Simpson Thacher has also represented the underwriters, led by Merrill Lynch, Citigroup and Credit Suisse, in respect of the offering of US$300 million principal amount of zero coupon convertible bonds by Zhen Ding Technology Holding Ltd, a leading designer and manufacturer of printed circuit boards to leading brand name customers. The common shares of Zhen Ding are traded on the Taiwan Stock Exchange. The bonds are listed on the SGX. Corporate partner Chris Lin led the transaction.

SSEK Legal Consultants has acted as Indonesian counsel to the sole sponsor and underwriters in respect of hotel operator Link Holdings Ltd’s IPO and listing on the HKSE by way of placement. Link Holdings has a subsidiary with assets in Indonesia. Partner Fahrul S Yusuf led the transaction.

Virtus Law has advised MoneyMax Financial Services Ltd in respect of its first overseas investment to hold the majority stake, through its own wholly-owned subsidiary, Cash Online Sdn Bhd, in a network of Malaysian pawnshops. Catalist-listed MoneyMax owns and operates one of Singapore’s largest pawn broking chains. The investment will provide MoneyMax with an opportunity to expand its current network of pawn broking and retail outlets from 37 shops in Singapore up to a potential of 71 outlets in Singapore and Malaysia within the next three years. Corporate partner Seh-Ping Kong, supported by partner Elaine Beh, led the transaction.
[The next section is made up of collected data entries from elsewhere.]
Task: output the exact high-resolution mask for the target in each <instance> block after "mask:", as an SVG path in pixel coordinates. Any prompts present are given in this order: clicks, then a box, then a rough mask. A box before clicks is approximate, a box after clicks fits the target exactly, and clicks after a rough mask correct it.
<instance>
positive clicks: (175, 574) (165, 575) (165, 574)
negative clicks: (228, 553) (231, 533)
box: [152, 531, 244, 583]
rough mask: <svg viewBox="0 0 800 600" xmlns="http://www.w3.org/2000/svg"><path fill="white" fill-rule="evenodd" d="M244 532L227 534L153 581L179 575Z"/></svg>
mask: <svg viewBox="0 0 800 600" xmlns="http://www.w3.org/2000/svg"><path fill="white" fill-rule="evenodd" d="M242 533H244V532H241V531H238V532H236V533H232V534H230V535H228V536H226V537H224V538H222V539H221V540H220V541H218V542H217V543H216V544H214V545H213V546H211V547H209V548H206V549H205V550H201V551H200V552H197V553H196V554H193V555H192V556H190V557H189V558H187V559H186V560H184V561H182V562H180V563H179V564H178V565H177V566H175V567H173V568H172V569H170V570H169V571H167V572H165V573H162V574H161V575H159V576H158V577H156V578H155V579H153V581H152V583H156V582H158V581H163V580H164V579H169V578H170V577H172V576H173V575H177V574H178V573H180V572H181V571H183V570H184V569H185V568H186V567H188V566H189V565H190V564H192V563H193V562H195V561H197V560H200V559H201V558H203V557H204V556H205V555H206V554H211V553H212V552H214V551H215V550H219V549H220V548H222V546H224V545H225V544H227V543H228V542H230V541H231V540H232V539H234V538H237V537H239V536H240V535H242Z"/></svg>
WongPartnership is acting for Motorola Solutions Credit Company in respect of its bid to enforce a US$2.65 billion US Court judgment in Singapore against members of a prominent Turkish family. Partner Chua Sui Tong is acting on the matter.

WongPartnership has also acted for Lend Lease Commercial Investments Pte Ltd and Lend Lease Retail Investments 3 Pte Ltd, all part of the major Australia-based property development group Lend Lease group, in respect of a S$905 million (US$729.4m) refinancing relating to JEM, a large shopping centre in Singapore. Partners Alvin Chia, Felix Lee, Tan Teck Howe, Hui Choon Yuen and Trevor Chuan led the transaction.